Two different approaches to attack the opioid-fueled substance use disorder (SUD) crisis are on display this week, as Congress readies itself for action on more legislation, while 2 major medical organizations focused on payment models in order to deliver improved care.
Senator Lamar Alexander, R-Tennessee, and Senator Patty Murray, D-Washington, introduced bipartisan opioid legislation Tuesday and said the Senate Health Committee will consider the legislation next week.
Alexander’s office said the bill is composed of 40
different proposals, mostly from Republican and Democratic members of the Senate health committee, and is the result of 7 hearings over several months. Alexander is the chair of the health committee and Murray is the ranking member.
The senators said the bill, called the Opioid Crisis Response Act of 2018 (S. 2680), will improve the ability of HHS, the FDA, the CDC, the National Institutes of Health, as well as the departments of education, labor, the Health Resources and Service Administration, and the Substance Abuse and Mental Health Services Administration to address the crisis, which is estimated to kill about 100 people per day.

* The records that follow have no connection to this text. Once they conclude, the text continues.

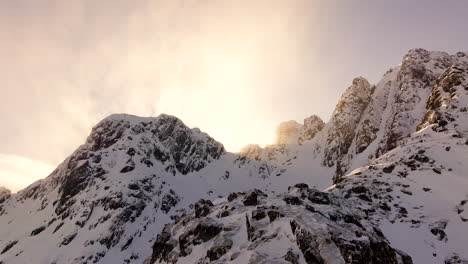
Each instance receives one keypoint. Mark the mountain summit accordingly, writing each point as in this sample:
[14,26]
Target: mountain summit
[383,181]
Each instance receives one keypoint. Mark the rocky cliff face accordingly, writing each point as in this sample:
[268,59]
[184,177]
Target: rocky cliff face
[301,226]
[391,162]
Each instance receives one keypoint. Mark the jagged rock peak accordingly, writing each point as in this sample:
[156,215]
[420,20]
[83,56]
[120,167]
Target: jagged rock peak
[312,125]
[291,132]
[303,225]
[345,120]
[287,132]
[4,194]
[112,128]
[358,93]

Among other measures, the bill will:
- Reauthorize and improve grants for prevention, response, and treatment for 3 more years
- Spur development and research on non-addictive painkillers
- Clarify FDA authority to require packaging and disposal options for opioids in so-called “blister packs” allowing only a 3- or 7-day supply of opioids
- Improve detection and seizure of illegal drugs at the border, such as fentanyl
- Provide support for states to improve their Prescription Drug Monitoring Programs and encourage data sharing between states so doctors and pharmacies can know if patients have a history of substance misuse
- Strengthen the healthcare workforce to increase access to mental health services in schools and community-based settings and to substance use disorder services in underserved areas
Also, this week, the House Energy and Commerce’s Health Subcommittee will hear from patient activists who lost family members to opioids. The subcommittee has also held hearings on close to 3 dozen bills about opioids
Separately, the American Medical Association and the American Society of Addiction Medicine jointly announced a proposed alternative payment model to treat patients with SUD.
In a joint statement
, the organizations said they hoped their model would spur conversations with insurers about how to pay for evidence-based care, such as a combination of medication assisted treatment and psychosocial support.
The new model, known as Patient-Centered Opioid Addiction Treatment (P-COAT), is aimed at increasing the number of patients who are able to successfully manage their condition while also reducing healthcare spending on costs such as emergency department visits and hospitalizations.
The payment model seeks to increase utilization of, and access to, medications for the treatment of opioid use disorder by providing the appropriate financial support to successfully treat patients and broaden the coordinated delivery of medical, psychological, and social support services. P-COAT is also designed to support office-based opioid treatment in order to facilitate coordination between multiple treatment providers.
Current payment systems are insufficient to identifiy, treat and diagnose SUD, and prior authorizations make it difficult to deliver care, the organizations said.